- Theatrical release poster
- Directed by: Sabal Singh Shekhawat
- Written by: Sabal Singh Shekhawat
- Produced by: Sabal Singh Shekhawat
- Starring: Rahul Khanna; Arjun Mathur; Shivani Ghai; Monica Dogra; Aadya Bedi;
- Cinematography: Shanker Raman
- Edited by: Shan Mohammed
- Music by: Zubin Balaporia
- Distributed by: Wild Geese Pictures
- Release date: 31 October 2014;
- Running time: 105 minutes
- Country: India
- Language: Hindi

= Fireflies (2014 film) =

Fireflies is a 2018 Bollywood drama film, directed and produced by Sabal Singh Shekhawat. The language of the film is mostly in English. The film has an ensemble cast, which includes Rahul Khanna, Arjun Mathur, Shivani Ghai, Monica Dogra and Aadya Bedi. This film is written and produced by the director Sabal Singh.

==Plot summary==

The film is a story of a family having two brothers and a sister.

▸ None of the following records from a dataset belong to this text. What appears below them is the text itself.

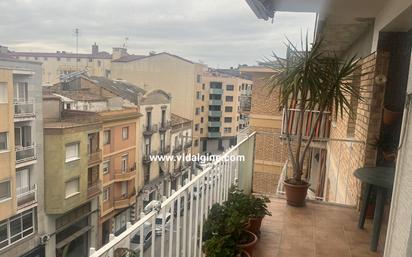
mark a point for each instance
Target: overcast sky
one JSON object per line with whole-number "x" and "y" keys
{"x": 221, "y": 33}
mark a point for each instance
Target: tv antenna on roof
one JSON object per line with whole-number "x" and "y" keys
{"x": 76, "y": 34}
{"x": 125, "y": 42}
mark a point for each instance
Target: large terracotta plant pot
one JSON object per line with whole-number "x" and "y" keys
{"x": 255, "y": 224}
{"x": 296, "y": 193}
{"x": 390, "y": 116}
{"x": 250, "y": 244}
{"x": 243, "y": 253}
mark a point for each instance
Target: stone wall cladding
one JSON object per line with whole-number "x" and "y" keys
{"x": 345, "y": 157}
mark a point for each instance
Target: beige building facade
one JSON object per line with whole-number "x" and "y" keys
{"x": 54, "y": 65}
{"x": 219, "y": 110}
{"x": 175, "y": 75}
{"x": 22, "y": 217}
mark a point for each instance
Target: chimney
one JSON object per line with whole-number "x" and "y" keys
{"x": 95, "y": 49}
{"x": 4, "y": 50}
{"x": 119, "y": 52}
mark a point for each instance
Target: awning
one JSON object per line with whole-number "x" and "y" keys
{"x": 71, "y": 238}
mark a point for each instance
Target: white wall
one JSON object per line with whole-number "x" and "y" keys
{"x": 399, "y": 235}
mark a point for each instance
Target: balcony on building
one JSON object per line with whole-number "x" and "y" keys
{"x": 24, "y": 109}
{"x": 164, "y": 126}
{"x": 322, "y": 228}
{"x": 216, "y": 124}
{"x": 147, "y": 157}
{"x": 94, "y": 185}
{"x": 322, "y": 131}
{"x": 150, "y": 129}
{"x": 125, "y": 200}
{"x": 215, "y": 102}
{"x": 177, "y": 148}
{"x": 213, "y": 135}
{"x": 125, "y": 174}
{"x": 165, "y": 150}
{"x": 188, "y": 144}
{"x": 215, "y": 113}
{"x": 25, "y": 154}
{"x": 26, "y": 196}
{"x": 217, "y": 91}
{"x": 93, "y": 150}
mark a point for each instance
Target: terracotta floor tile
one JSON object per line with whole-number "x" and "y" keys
{"x": 317, "y": 230}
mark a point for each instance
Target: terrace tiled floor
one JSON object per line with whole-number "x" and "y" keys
{"x": 317, "y": 230}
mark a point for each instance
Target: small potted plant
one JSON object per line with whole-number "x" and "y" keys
{"x": 224, "y": 233}
{"x": 259, "y": 209}
{"x": 309, "y": 79}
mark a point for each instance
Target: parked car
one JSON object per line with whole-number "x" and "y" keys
{"x": 135, "y": 241}
{"x": 159, "y": 223}
{"x": 182, "y": 205}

Story based in lifestyle of Mumbai where they struggle for love, and companionship.

== Cast ==
- Rahul Khanna as Shiv
- Arjun Mathur as Rana Rathore
- Shivani Ghai as Sharmila
- Monica Dogra as Michelle
- Aadya Bedi as Maya
- Arjun Deswal as Young Shiv
- Kunaal Kyhaan as Young Shiv

==Critical response==
NDTV rated the film 3.5 out of 5 stars, and said "Fireflies is an imperfect film about flawed characters who disguise their spiritual ennui in tailored postures of sophistication. It's not a great film. But it's sincere and a largely well-crafted piece of cinema about fractured lives frozen in compromised relationships". Indian Express rated the film 1.5 out of 5 stars. Sweta Kaushal of Hindustan Times gave the film 1.5 out of 5 stars taking on originality, said that "The well-meaning plot of Fireflies is totally wasted for a singular lack of imagination and the over-dependence on stereotypes. Skip this one, unless you are looking for a depressing movie that only confirms to all norms of cliches in the name of an Indie film". Renuka Vyavahare of The Times of India gave the film 2.1 out of 5 stars.